Wednesday, March 5, 2014

Cisco VoIP Trust Lists with Genesys SIP Server


Starting with Cisco IOS release 15.1(2)T, Cisco has changed the behavior of their voice gateways as it relates to SIP sources. The purpose of the change was to add an additional safeguard against toll fraud.

Prior to this release, the default behavior of a Cisco gateway was to allow any VoIP source to initiate call setup on the gateway. Now, you must explicitly configure a trust relationship on the gateway with any VoIP source that isn’t already configured in a dial peer.

Example:

x.x.x.x represents an instance of Genesys SIP server. Below I add that address to the trust list on my gateway.

voice service voip 
ip address trusted list ipv4 x.x.x.x 
allow-connections sip to sip
sip


With this configuration, call setups initiated from endpoints off Genesys SIP server work correctly.
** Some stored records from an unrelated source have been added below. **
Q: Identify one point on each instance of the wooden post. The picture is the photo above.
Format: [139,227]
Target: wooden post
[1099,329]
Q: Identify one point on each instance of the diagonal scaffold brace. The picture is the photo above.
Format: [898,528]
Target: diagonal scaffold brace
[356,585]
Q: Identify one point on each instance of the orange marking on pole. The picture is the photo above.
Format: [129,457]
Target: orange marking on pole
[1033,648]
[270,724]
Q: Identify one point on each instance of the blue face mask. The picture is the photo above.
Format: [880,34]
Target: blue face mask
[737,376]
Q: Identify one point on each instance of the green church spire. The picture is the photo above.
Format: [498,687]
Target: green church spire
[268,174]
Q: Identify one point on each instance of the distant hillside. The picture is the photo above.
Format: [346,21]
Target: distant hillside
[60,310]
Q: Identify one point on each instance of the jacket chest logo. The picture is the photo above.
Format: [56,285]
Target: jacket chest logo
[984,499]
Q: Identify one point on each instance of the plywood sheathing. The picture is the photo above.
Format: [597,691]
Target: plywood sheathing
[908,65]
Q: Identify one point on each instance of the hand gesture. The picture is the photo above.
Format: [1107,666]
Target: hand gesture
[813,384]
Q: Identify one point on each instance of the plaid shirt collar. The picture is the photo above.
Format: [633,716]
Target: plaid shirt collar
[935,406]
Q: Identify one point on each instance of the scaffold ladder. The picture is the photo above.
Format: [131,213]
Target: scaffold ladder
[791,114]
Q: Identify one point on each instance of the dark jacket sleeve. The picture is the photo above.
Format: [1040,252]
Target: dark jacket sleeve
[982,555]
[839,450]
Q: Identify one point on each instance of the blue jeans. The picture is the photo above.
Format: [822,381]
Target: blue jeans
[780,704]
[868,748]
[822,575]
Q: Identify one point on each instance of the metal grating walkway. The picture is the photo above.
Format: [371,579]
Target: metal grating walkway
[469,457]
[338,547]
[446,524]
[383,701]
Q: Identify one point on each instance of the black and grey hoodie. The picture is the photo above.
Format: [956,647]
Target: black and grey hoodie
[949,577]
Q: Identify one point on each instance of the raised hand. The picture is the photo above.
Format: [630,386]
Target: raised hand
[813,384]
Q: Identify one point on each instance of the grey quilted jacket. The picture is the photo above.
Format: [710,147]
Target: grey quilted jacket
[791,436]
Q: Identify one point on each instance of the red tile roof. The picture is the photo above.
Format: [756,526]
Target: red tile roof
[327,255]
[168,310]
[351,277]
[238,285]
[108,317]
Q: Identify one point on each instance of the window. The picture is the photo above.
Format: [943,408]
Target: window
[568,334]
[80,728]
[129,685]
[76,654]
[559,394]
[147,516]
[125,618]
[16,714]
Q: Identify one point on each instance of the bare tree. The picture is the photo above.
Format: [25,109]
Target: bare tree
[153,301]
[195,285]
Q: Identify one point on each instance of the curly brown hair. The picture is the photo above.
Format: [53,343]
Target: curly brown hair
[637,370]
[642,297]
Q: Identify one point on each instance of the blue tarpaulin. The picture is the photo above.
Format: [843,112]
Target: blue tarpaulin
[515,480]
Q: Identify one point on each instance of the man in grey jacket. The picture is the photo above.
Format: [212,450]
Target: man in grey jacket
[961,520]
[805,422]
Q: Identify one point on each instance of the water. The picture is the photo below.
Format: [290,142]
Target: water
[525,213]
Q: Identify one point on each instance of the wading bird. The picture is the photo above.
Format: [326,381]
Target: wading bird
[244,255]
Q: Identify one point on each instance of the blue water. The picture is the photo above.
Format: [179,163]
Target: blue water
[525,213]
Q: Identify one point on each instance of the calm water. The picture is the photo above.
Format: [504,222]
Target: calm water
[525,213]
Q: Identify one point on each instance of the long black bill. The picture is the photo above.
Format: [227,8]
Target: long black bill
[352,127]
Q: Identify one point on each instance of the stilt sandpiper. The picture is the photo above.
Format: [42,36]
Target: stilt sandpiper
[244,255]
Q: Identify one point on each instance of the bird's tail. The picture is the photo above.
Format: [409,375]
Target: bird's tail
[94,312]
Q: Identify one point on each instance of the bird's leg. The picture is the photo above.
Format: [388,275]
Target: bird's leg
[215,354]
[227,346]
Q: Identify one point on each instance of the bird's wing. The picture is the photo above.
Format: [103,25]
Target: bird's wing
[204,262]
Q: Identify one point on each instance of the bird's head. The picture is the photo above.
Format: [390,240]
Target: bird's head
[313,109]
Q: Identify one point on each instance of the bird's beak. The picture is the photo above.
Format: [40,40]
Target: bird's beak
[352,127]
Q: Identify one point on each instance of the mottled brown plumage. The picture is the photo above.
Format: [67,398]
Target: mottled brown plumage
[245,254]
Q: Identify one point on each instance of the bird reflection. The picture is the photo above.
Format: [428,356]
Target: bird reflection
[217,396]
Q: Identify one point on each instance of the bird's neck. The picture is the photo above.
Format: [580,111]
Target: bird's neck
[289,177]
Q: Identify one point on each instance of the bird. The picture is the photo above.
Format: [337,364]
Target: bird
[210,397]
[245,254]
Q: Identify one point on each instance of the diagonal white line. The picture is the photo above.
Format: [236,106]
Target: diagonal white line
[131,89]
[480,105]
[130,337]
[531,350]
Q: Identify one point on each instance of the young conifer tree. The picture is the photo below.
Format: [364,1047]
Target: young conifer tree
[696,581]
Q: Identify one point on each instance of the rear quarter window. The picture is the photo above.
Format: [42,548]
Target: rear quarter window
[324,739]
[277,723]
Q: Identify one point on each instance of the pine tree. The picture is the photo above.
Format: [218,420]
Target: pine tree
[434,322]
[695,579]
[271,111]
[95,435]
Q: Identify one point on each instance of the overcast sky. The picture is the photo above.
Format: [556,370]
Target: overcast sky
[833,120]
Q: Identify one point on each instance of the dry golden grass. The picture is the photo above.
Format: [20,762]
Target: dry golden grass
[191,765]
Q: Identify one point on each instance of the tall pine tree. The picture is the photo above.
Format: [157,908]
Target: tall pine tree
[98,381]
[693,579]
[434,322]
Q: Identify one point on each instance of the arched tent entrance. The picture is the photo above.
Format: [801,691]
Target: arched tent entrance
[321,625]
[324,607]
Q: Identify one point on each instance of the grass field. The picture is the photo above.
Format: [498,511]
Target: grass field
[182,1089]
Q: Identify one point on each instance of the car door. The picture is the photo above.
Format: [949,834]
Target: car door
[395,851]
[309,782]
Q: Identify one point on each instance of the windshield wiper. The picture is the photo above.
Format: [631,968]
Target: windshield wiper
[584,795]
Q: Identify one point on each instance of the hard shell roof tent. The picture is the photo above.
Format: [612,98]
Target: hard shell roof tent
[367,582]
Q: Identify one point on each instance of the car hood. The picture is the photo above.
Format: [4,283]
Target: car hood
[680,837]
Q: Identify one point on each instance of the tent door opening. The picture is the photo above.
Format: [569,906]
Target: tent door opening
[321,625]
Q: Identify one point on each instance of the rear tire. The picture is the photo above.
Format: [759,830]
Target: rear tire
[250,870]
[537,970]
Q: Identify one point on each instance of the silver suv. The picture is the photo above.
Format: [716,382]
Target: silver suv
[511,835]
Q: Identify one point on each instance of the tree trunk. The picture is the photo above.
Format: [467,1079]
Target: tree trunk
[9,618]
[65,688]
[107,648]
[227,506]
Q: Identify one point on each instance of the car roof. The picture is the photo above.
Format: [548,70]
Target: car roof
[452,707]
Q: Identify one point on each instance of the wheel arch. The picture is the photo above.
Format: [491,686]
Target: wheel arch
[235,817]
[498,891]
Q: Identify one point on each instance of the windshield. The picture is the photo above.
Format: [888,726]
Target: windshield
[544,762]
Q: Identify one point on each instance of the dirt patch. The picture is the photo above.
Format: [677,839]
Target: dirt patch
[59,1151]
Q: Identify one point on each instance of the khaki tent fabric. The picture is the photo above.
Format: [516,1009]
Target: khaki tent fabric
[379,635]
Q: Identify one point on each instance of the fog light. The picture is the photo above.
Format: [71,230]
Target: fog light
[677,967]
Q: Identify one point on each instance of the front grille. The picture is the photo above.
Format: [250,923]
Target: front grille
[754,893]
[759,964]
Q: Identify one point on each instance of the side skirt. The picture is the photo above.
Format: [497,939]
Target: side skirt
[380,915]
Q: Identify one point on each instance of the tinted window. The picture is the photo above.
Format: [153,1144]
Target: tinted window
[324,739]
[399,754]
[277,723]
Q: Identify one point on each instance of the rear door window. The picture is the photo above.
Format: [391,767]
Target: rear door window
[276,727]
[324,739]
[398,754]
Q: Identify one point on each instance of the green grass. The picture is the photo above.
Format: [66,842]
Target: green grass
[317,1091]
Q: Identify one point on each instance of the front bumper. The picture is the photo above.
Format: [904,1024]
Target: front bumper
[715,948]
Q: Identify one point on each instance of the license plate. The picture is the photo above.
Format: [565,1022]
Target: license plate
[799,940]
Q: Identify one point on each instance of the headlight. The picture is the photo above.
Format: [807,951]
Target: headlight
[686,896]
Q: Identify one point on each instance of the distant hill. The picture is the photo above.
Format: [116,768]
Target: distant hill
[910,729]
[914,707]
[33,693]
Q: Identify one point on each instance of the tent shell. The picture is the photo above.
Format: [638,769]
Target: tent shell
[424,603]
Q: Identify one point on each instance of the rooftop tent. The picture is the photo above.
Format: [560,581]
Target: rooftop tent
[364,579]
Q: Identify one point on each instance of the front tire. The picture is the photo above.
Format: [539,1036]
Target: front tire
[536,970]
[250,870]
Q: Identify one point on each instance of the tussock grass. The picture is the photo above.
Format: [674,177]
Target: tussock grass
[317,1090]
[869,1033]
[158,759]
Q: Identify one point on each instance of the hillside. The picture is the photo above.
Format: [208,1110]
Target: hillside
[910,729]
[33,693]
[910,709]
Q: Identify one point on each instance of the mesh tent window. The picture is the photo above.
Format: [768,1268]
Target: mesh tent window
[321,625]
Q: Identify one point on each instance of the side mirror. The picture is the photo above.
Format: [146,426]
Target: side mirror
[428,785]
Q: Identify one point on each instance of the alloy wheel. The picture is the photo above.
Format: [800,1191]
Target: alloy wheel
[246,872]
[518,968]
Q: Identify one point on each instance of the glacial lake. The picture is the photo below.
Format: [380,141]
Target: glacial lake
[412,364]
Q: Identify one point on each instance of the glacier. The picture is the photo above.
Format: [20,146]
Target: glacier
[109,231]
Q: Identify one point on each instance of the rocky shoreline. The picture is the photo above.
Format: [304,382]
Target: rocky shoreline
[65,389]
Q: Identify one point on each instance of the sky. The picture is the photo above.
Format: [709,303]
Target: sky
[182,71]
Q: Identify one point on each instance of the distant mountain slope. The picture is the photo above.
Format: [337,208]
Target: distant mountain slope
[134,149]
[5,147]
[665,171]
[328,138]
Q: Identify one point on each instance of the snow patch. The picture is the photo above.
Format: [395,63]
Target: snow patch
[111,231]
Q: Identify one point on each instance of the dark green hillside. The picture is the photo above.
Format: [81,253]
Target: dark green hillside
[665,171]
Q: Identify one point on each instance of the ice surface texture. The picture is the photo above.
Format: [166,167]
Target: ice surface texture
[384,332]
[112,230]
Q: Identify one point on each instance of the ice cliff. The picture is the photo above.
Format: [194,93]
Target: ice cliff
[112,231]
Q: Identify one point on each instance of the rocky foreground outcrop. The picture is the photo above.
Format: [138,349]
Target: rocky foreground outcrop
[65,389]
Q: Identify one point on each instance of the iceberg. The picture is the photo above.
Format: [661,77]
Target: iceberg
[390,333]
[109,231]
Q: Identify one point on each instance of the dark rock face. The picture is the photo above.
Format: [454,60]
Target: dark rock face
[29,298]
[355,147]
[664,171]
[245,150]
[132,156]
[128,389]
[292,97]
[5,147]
If we remove the Genesys SIPS IP address entry from the trust list and turn up ccsip logging on the gateway, you’ll see the behavior below (403 Forbidden). In this scenario, I have a Counterpath SIP client (1001) registered to Genesys SIPS and attempting to outdial to a TF number.


#debug ccsip messages

.

.

.

Jun  8 07:24:52: //-1/xxxxxxxxxxxx/SIP/Msg/ccsipDisplayMsg:
Received:
INVITE
 sip:8008888756@x:5060 SIP/2.0
From:
 sip:1001@x;tag=0004FCE0-8685-1FBF-B162-0100007FAA77-20169
To: <
sip:8008888756@x:5060>
Call-ID:
 0004FCAE-8685-1FBF-B162-0100007FAA77-20163@x
CSeq: 1 INVITE
Content-Length: 138
Content-Type: application/sdp
Via: SIP/2.0/UDPx:5060;branch=z9hG4bK0004FCF4-8685-1FBF-B162-0100007FAA77-13
Contact: <
sip:1001@x:5060>
Allow: ACK, BYE, CANCEL, INFO, INVITE, MESSAGE, NOTIFY, OPTIONS, PRACK, REFER, UPDATE
User-Agent: X-Lite 4 release 4.1 stamp 63214
Max-Forwards: 69
X-Genesys-CallUUID: 009LS0K6GKFRVCB204000VTAES000004
X-ISCC-CofId: location=sips;cofid=8
Session-Expires: 1800;refresher=uac
Min-SE: 90
Supported: uui,100rel,timer

v=0
o=- 1337954333 1 IN IP4 192.168.1.70
s=CounterPath X-Lite 4.1
c=IN IP4 192.168.1.70
t=0 0
m=audio 61984 RTP/AVP 0 8
a=sendrecv

Jun  8 07:24:52: //41918/29DBBA08AB62/SIP/Msg/ccsipDisplayMsg:
Sent:
SIP/2.0 100 Trying
Via: SIP/2.0/UDP x:5060;branch=z9hG4bK0004FCF4-8685-1FBF-B162-0100007FAA77-13
From:
 sip:1001@x;tag=0004FCE0-8685-1FBF-B162-0100007FAA77-20169
To: <
sip:8008888756@x:5060>
Date: Fri, 08 Jun 2012 13:24:52 GMT
Call-ID:
 0004FCAE-8685-1FBF-B162-0100007FAA77-20163@192.168.1.69
CSeq: 1 INVITE
Allow-Events: telephone-event
Server: Cisco-SIPGateway/IOS-12.x
Content-Length: 0


Jun  8 07:24:52: //41918/29DBBA08AB62/SIP/Msg/ccsipDisplayMsg:
Sent:
SIP/2.0 403 Forbidden
Via: SIP/2.0/UDP 192.168.1.69:5060;branch=z9hG4bK0004FCF4-8685-1FBF-B162-0100007FAA77-13
From:
 sip:1001@x;tag=0004FCE0-8685-1FBF-B162-0100007FAA77-20169
To: <
sip:8008888756@x>;tag=23E3A1E4-2684
Date: Fri, 08 Jun 2012 13:24:52 GMT
Call-ID:
 0004FCAE-8685-1FBF-B162-0100007FAA77-20163@x

CSeq: 1 INVITE
Allow-Events: telephone-event
Server: Cisco-SIPGateway/IOS-12.x
Reason: Q.850;cause=21
Content-Length: 0


Turning up the lower level ccapi debugs reveals the cause of the 403:


#debug voip ccapi inout

Jun  8 07:30:05: //41926/E4D957C1AB72/CCAPI/cc_process_call_setup_ind:
>>>>CCAPI handed cid 41926 with tag 150 to app "_ManagedAppProcess_TOLLFRAUD_APP"
Jun  8 07:30:05: //41926/E4D957C1AB72/CCAPI/ccCallDisconnect:  Cause Value=21, Tag=0x0, Call Entry(Previous Disconnect Cause=0, Disconnect Cause=0)Jun  8 07:30:05: //41926/E4D957C1AB72/CCAPI/ccCallDisconnect:  Cause Value=21, Tag=0x0, Call Entry(Previous Disconnect Cause=0, Disconnect Cause=0)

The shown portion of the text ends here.